Now, I am not telling you this to get pity or anything of the sort. I guess I am writing this because I am finally coming to the realization that there is a problem behind my eating that has yet to be surfaced.
This is not just a weight loss journey for me anymore. It is a life-long journey of healing: physically, mentally, spiritually, and emotionally. As time goes by, I continue to learn something new about myself. For instance: Within the past 6 months, I realize the vicious cycle I have placed myself in. One minute I would drink alcohol because I was depressed and used it as a way of escape from reality. The next season, I abused a certain substance (which I am not yet ready to share with all you lovely readers) just because I didn’t like the weight gain that came with too many nights of drinking, and it satisfied my boredom. Although, I am ashamed to admit that this vicious cycle lasted for YEARS, I am blessed to say that God has delivered me from them both! Thank you Jesus! Unfortunately though, I replaced the two habits with emotional and unmindful eating.
I recently discovered my purpose in life—or shall I say, one of the things that God has planned for me. But I am starting to realize that it cannot come to pass until I nip this bad eating habit in the bud.
In Joyce Meyer’s book “Good Health, Good Life”, she wrote something that hit me like a ton of bricks. It says,
“Whether a person’s weakness is overeating, some type of substance addiction, or simply a pattern of poor personal maintenance, he or she is in bondage and unable to lead the life God intends until these things are broken and dealt with.”

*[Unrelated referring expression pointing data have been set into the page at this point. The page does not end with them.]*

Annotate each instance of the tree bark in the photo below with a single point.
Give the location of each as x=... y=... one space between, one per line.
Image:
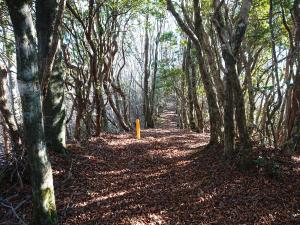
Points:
x=53 y=75
x=44 y=209
x=7 y=115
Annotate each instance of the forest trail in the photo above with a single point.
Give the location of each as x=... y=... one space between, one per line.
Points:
x=115 y=179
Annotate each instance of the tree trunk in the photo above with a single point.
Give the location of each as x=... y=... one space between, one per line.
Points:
x=198 y=110
x=54 y=109
x=53 y=101
x=7 y=115
x=186 y=68
x=44 y=209
x=146 y=105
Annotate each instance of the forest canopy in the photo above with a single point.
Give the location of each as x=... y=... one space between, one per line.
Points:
x=71 y=71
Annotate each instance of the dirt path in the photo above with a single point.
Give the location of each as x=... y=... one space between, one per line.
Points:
x=116 y=179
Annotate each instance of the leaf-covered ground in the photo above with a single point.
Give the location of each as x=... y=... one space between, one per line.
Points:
x=167 y=177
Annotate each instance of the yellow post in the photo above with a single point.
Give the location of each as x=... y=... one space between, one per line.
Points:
x=138 y=129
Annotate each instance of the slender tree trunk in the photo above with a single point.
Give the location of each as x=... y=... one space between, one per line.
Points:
x=7 y=115
x=44 y=209
x=186 y=67
x=53 y=104
x=54 y=109
x=293 y=142
x=146 y=105
x=198 y=110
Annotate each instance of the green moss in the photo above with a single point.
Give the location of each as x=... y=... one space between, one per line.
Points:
x=48 y=198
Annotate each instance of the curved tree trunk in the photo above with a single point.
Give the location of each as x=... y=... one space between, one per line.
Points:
x=44 y=209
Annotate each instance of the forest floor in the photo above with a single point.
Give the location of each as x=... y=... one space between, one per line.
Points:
x=167 y=177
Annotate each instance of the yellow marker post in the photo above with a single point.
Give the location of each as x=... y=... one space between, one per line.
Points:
x=138 y=129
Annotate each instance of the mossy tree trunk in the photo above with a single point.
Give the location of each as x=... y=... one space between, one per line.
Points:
x=53 y=104
x=44 y=209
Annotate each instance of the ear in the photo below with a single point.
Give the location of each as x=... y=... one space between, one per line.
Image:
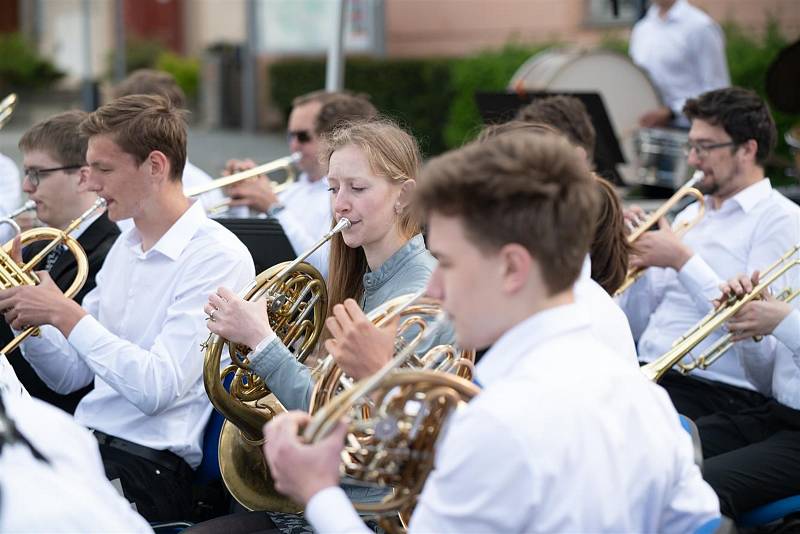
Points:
x=406 y=193
x=158 y=165
x=516 y=263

I have never looked at it from Joyce’s point of view until recently. I mean, seriously, how can one become all God wants them to be without breaking bad habits and things that hold them in bondage? It’s like patching up an old torn shirt with a new garment. It just doesn’t make any sense.
God has an awesome plan for me and you. But in order for it to come to pass and become all that He wants me to be, I have to break free from my old destructive eating habits and start living the new and exciting life of freedom He has for me.
But, as I have constantly asked myself (which I am sure you are too), where do I start in order to get where God wants me to be? Good question. I seriously do not know. I wish I had the golden solution to my problem but I honestly don’t.
I know you may be saying, “God is the answer to all your problems.”
Which is definitely true, but I believe we have to be willing to help ourselves first while knowing God will do the rest. We cannot expect God to do every single thing for us without ever playing a part in the process or experiencing discomfort. There is no growth in that. For me personally, I am willing to fight my battles with God by my side to become a stronger woman and learn whatever He wants to teach me through the process.
So, although I may be struggling with this unhealthy eating habit right now, I trust and believe with every part of my soul that it will eventually be used for good and help many others. And call me crazy, but I also believe that this struggle is just confirmation of God’s plan for my life because I see the enemy trying his hardest to keep me in bondage and going around the same mountain. It may appear that the enemy is winning, but in my heart, I know the battle has already been won! Amen!